Someone singing, a sweet low voice, and a soulful guitar. Alyosha stood in front of Illya with his eyes just barely closed. His hips moved in little jumps and his mouth formed around the sound, like he wanted to sing, wanted to dance, but he didn’t know the words. He should have looked stupid. He didn’t. He looked like a revelation, like a man in love. Illya, wrapped in sound, carefully folded himself off the chair and stood. He was so close to Alyosha that he could see the faint shadows that Alyosha’s eyelashes cast on his cheek.
He put his hands on Alyosha’s waist and watched as his eyes flew open. His hands tensed. Please, let this be what Alyosha had wanted. Let there be no more shame. He waited to be pushed away, but Alyosha just smiled — smiled up at him, and leaned up, too, and —
And then they were kissing, kissing, kissing, swaying together in the dark kitchen while the bones spun around and around. Illya felt as though he had grown into himself. Here is what his body was for! To dance, unsure and yet steady, to hold this boy close to him, to draw him in as Alyosha was drawing Illya in, closer, closer. To share with each other this first joy, this self-discovery.
And there was nothing but Alyosha, his Alyosha, and the music.
***
Gaby is crying. Illya does not look at her.
“What happened?” she asks. “What happened to him? Illya?”
It sickens him, how she knows that something happened, that this story could not have ended in happiness. He shakes his head, touches his first finger to the black queen on his chessboard. “Nothing.”
“Illya,” she says, and he has never seen her cry this much. “I didn’t know you were —“
It hits him suddenly, his carelessness with this story.

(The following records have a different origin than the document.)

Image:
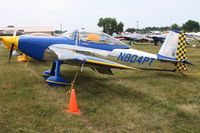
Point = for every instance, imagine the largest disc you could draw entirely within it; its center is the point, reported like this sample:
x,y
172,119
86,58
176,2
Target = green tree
x,y
110,25
191,26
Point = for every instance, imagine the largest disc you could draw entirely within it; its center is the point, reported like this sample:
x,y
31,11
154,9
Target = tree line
x,y
110,26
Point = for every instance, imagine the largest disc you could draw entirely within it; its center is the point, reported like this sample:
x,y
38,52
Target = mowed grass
x,y
129,101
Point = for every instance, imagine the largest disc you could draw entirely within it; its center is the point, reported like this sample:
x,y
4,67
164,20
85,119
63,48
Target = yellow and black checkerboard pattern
x,y
181,53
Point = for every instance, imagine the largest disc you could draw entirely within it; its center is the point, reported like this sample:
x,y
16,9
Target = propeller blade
x,y
11,50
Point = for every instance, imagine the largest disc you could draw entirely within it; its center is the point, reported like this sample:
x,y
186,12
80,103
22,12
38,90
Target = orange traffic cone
x,y
73,107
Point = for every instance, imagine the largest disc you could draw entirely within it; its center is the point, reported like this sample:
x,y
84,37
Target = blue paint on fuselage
x,y
102,46
36,46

She will condemn him and then what? His assignment will end and if he is lucky he shall just be sent home, home to the emptiness, to another building with a vacant foyer and the miasma of grief clinging to the walls. And the shame he thought he left behind will lay down beside him every night, turning away like a lover afraid of his own want. Like a lover. And there will be no one waiting in the apartment across the hall and one floor up.
And should he be unlucky, he shall be sent to the grave of his father, and there is nothing more to say about that.
He does not want to go back. He does not want to leave.
“I am not anything,” he says, and turns back to his chessboard.
“No,” says Gaby. “No, Illya, don’t be afraid —“ and he flinches, hard, the tremor slowly settling into his hands, the black queen toppled onto the board. How could he have let her know?
“Don’t worry,” says Gaby. “You don’t have to fear consequence from me.”
Don’t worry. And it is something about the way she says it that resonates with Illya, within him. They are speaking English, not a mother tongue to either of them, yet somehow Illya feels more understood than he ever has in Russian. Since Alyosha, that is. He looks up. Gaby is looking back at him.
“I find it beautiful,” she says, “that we can always find each other. People like us.” She is choosing her words carefully and breathing so, so evenly and Illya understands.
“What was her name?” he asks, his voice quiet. He watches a hesitant smile spread across Gaby’s face.
“Sabine,” she says. “And she was heavenly.”
And she puts out her hands to him again, and this time he goes willingly. Her hands are comfortable, friendly, in his own. It has been so long. He wants to dance, but he is afraid. He is afraid of the rush of memory. Of learning again the joy of movement, of his body. He does not want to be anything but the killing machine he has become.
But there is Gaby, grinning wildly, those stupid sunglasses askew on her face, and he smiles, too, just a little. He has nothing to worry about. So he shuts his eyes and leans into the music, and they dance.